No more! Let us call him ... the archer!”
    Lucoyo
almost felt guilty as he set a few sticks on the fire— with the cones among
them. But he steeled himself with the thought that these Biriae’s goodwill must
be tested—never mind that he wasn’t really acting as a friend should.
    He
went back to his place, gnawing on a bone and listening to the talk. Glabur was
in the middle of a tale about a huge boar and a sharp spear when—
    The
fire exploded.
    Loud
reports rang out, and sticks and flaming coals flew everywhere. Dalvan shouted
with pain and brushed a burning stick from him as he jumped up. The others were
already on their feet, yards away from the fire and still moving, calling to
one another, “What was it?”
    “A
spirit!”
    “The
wrath of Ulahane!”
    “A
fire demon!”
    Ohaern
was as surprised as any of them, but as he leaped back, his hand was on his
dagger, his left up to guard, and the expression on his face neither angry nor
frightened, but only very alert. While the others looked at the fire, he looked
at the trees around, then at them, and noticed that Lucoyo was silent, though
moving just as fast as any of the band. He caught the halfling’s eye, and
Lucoyo’s face went blank with innocence.
    Ohaern
laughed.
    The
other Biriae looked up at Ohaern in surprise, then followed his gaze to Lucoyo,
then looked at one another with sheepish grins as they all began to laugh, too.

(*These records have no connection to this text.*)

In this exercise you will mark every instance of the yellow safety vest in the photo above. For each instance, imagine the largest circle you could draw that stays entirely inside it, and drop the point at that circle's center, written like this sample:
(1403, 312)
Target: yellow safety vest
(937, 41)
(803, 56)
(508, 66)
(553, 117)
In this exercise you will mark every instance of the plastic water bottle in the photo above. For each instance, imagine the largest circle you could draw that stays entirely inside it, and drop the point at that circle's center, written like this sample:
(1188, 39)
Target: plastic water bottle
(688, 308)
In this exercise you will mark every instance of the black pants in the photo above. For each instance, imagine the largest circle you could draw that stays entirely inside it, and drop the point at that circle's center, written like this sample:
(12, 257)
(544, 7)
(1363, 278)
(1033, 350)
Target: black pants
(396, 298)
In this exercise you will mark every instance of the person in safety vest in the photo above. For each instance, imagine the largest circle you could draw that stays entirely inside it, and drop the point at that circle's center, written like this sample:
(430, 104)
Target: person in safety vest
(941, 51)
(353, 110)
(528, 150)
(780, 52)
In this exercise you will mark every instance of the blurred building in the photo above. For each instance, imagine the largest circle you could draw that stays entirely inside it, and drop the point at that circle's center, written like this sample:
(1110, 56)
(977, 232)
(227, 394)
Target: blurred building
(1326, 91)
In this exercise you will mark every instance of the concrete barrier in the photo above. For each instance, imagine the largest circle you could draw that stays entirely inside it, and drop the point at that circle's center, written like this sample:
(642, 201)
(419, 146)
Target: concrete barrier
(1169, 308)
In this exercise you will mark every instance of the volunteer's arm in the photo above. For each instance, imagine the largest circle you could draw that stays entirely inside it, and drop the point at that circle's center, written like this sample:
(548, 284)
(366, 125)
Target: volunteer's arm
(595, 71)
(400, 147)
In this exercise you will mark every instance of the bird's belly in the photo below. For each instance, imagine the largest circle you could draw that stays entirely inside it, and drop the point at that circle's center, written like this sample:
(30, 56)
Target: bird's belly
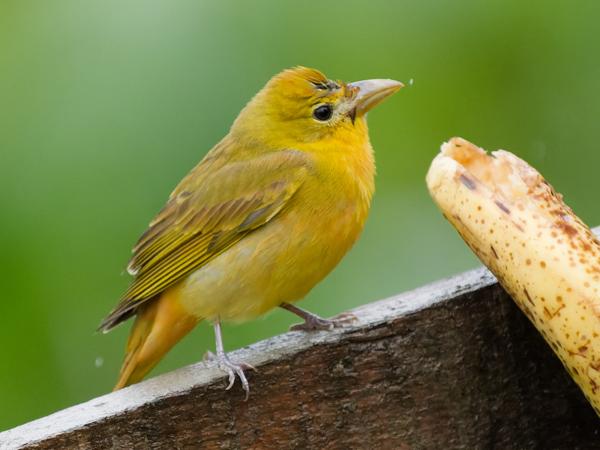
(280, 262)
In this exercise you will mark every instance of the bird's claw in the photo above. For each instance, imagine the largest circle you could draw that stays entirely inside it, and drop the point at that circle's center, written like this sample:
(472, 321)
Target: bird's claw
(316, 323)
(232, 369)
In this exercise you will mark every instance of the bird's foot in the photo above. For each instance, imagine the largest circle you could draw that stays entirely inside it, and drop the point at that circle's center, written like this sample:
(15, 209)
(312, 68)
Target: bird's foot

“It was a famous joke,” Glabur told Lucoyo, “or will be. What was it? Resinous
wood? But here there are no pines.”
    “No,”
Lucoyo admitted. “Cones.”
    “Cones?”
Glabur stared in surprise. “What kind of cone makes a noise like that?”
    “We
call it ‘the podium,’ “ Lucoyo told them. “It is a low branching plant with a
few cones at the top. Crickets sit on them to play their tunes, looking like
chieftains standing up high to address their people.”
    “
‘Lucoyo’s podium’ it shall be to us from this day forth,” Ohaern averred.